Non credo che ci sia una forte correlazione tra l’appello di Hamas e il caso di Bruxelles. Gli appelli rivolti da Hamas al mondo arabo e islamico tendono a cercare di coinvolgere nel conflitto contro Israele un fronte internazionale che non combatta solo contro lo stato israeliano, ma contro la comunità ebraica mondiale. Mentre gli attacchi dell’Isis non mirano a una specifica categoria economica, sociale o politica, ma sono rivolti contro tutti gli infedeli. Pur mostrando comunque simpatia verso di loro, non necessariamente i radicalizzati europei si rivedono nell’agenda di Hamas, e potrebbero decidere di passare all’azione per altri motivi. Per l’attentato di Bruxelles, come abbiamo già detto, la motivazione è il rogo del Corano di qualche mese fa. Nulla a che vedere con la lotta di Hamas.
Quali sono le motivazioni dietro al rapporto di inimicizia tra Stato Islamico ed Hamas?

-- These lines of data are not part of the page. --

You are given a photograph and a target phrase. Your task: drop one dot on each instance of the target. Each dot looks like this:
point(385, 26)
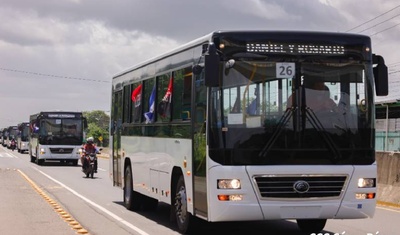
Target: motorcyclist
point(89, 148)
point(13, 144)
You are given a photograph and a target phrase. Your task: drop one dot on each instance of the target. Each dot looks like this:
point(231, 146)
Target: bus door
point(199, 146)
point(116, 122)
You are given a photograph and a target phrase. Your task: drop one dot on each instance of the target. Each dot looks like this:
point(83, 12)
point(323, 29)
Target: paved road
point(94, 205)
point(25, 211)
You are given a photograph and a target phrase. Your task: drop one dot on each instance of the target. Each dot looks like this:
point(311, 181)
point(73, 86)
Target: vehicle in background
point(22, 137)
point(226, 128)
point(56, 136)
point(12, 134)
point(4, 137)
point(1, 136)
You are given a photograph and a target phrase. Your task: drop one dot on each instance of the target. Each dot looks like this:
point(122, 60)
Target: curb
point(388, 204)
point(57, 208)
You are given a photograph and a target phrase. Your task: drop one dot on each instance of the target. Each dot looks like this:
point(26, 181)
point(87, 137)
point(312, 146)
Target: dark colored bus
point(56, 136)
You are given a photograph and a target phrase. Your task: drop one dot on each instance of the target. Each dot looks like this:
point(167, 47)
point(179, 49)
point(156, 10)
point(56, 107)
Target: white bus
point(229, 127)
point(22, 137)
point(56, 135)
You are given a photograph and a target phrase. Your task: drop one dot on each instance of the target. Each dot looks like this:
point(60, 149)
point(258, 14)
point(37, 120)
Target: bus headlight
point(228, 184)
point(366, 182)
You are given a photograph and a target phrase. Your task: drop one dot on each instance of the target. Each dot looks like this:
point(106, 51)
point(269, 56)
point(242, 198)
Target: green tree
point(98, 126)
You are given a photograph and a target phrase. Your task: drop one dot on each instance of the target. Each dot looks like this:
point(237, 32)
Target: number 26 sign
point(285, 70)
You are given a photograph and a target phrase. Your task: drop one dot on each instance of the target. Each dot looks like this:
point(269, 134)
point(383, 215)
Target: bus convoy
point(238, 126)
point(251, 125)
point(49, 136)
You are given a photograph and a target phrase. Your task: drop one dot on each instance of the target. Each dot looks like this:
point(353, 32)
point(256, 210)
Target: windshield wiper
point(282, 122)
point(321, 130)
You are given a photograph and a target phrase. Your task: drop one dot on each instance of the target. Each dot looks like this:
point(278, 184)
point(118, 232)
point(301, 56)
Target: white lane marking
point(8, 155)
point(101, 169)
point(116, 217)
point(388, 209)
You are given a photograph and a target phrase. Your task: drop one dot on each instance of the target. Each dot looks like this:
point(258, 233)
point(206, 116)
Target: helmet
point(90, 140)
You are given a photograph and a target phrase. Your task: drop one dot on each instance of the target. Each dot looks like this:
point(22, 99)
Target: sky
point(62, 54)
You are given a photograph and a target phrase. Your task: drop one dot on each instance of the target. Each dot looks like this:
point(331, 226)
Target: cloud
point(84, 43)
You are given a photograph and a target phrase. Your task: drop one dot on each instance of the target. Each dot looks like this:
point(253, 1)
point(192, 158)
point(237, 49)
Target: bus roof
point(277, 35)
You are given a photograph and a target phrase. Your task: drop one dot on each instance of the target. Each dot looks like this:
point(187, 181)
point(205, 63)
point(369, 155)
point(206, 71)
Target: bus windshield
point(298, 112)
point(60, 131)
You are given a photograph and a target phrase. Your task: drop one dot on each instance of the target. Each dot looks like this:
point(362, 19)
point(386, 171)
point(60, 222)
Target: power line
point(384, 30)
point(379, 23)
point(374, 18)
point(50, 75)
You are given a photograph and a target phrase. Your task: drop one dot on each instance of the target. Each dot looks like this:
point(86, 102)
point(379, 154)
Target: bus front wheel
point(184, 219)
point(131, 198)
point(311, 225)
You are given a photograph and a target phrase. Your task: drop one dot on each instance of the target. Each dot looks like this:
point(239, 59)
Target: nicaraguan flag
point(150, 115)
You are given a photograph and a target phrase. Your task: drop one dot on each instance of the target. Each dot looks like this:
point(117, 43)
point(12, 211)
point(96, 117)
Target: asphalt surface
point(25, 209)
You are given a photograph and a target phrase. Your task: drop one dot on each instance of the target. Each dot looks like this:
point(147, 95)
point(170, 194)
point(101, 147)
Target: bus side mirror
point(380, 76)
point(211, 66)
point(85, 123)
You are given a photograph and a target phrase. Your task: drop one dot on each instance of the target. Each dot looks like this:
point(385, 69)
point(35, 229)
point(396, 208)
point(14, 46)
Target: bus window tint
point(164, 91)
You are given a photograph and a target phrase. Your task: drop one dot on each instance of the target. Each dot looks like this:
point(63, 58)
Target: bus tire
point(150, 204)
point(132, 199)
point(311, 225)
point(184, 219)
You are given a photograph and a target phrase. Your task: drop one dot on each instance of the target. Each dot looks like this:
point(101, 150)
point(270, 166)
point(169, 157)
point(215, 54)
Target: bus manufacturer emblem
point(301, 186)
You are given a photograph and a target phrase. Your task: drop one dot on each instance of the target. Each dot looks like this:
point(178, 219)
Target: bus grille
point(293, 187)
point(61, 150)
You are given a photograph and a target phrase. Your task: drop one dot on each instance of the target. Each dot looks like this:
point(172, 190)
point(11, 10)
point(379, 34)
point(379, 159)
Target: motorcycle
point(90, 163)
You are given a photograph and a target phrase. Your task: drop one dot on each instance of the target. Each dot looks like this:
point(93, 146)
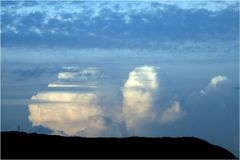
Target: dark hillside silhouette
point(23, 145)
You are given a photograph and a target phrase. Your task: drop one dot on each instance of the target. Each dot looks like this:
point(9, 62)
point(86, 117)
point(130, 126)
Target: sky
point(122, 68)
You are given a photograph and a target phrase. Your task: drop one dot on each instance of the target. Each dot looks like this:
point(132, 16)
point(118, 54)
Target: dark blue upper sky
point(116, 24)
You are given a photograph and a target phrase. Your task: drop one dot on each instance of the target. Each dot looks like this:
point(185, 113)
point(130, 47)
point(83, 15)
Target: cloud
point(139, 93)
point(73, 114)
point(217, 79)
point(64, 97)
point(214, 82)
point(172, 113)
point(81, 74)
point(77, 23)
point(85, 114)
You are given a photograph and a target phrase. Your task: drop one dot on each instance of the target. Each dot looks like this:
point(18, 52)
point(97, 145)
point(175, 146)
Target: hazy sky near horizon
point(122, 68)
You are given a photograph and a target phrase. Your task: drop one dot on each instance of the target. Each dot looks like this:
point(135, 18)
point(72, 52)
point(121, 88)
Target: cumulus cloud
point(138, 95)
point(76, 115)
point(138, 100)
point(214, 82)
point(83, 113)
point(172, 113)
point(73, 114)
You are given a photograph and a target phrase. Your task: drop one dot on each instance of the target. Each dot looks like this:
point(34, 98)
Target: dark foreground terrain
point(23, 145)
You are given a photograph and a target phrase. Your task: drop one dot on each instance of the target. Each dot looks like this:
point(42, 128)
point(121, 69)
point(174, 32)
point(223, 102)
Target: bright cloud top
point(138, 95)
point(172, 113)
point(77, 116)
point(81, 113)
point(214, 83)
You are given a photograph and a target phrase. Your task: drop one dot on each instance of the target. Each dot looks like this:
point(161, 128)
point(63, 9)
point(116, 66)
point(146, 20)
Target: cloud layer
point(113, 24)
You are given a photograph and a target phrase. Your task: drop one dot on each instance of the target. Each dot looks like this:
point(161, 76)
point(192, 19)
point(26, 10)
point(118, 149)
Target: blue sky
point(118, 68)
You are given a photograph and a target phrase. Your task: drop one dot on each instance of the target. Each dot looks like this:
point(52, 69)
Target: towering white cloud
point(83, 113)
point(138, 95)
point(172, 113)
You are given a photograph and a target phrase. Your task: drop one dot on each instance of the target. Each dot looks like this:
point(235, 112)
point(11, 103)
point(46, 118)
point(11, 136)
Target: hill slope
point(23, 145)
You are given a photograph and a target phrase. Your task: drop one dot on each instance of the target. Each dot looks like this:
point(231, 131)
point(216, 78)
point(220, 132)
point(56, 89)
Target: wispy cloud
point(214, 82)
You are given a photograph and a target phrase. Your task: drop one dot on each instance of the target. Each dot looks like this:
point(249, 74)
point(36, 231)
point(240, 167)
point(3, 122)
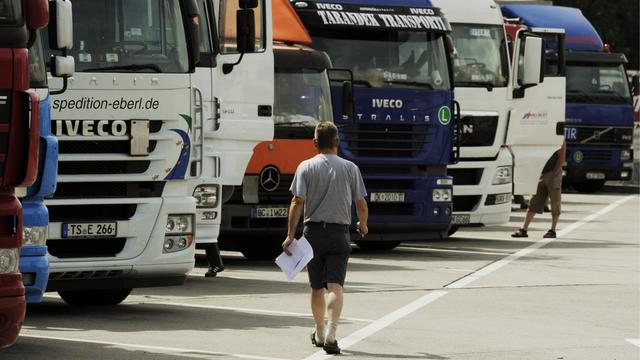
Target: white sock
point(319, 334)
point(330, 333)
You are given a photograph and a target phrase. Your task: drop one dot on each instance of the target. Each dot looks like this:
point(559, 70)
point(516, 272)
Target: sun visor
point(373, 17)
point(287, 26)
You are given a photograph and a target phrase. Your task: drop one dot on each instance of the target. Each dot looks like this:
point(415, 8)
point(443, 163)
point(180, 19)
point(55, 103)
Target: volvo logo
point(270, 178)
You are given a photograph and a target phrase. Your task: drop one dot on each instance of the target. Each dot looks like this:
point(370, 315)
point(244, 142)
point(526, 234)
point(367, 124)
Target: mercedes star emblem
point(270, 178)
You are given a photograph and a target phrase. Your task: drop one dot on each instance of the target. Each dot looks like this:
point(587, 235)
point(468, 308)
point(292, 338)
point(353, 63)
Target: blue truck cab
point(400, 128)
point(599, 105)
point(34, 264)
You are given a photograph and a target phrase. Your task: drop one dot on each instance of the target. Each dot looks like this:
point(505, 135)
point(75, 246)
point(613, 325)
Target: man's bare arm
point(295, 211)
point(363, 216)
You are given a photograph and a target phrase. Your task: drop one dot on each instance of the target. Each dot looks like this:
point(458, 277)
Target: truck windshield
point(597, 83)
point(479, 56)
point(129, 36)
point(302, 98)
point(398, 59)
point(10, 12)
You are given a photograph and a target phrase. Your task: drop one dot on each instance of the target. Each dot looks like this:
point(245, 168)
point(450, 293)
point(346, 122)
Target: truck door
point(242, 86)
point(537, 114)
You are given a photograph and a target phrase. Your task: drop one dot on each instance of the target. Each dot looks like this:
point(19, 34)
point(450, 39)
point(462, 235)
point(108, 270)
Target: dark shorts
point(331, 249)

Sin dal 2015, Hamas ha visto con molto sospetto la crescita dello Stato Islamico, che ha anche tentato di stabilire una propria branca all’interno della striscia di Gaza. E non è solo una questione di competizione nella galassia islamista e jihadista: Hamas è un movimento atipico rispetto al jihadismo classico per la sua forte connotazione nazionalista e territoriale, al contrario di Al Qaeda, Isis e altri gruppi, che proprio per questo si trovano in contrasto ideologico con il gruppo palestinese. Motivo per cui Hamas ha tentato di arginare l’infiltrazione dello Stato Islamico a Gaza e tra i palestinesi.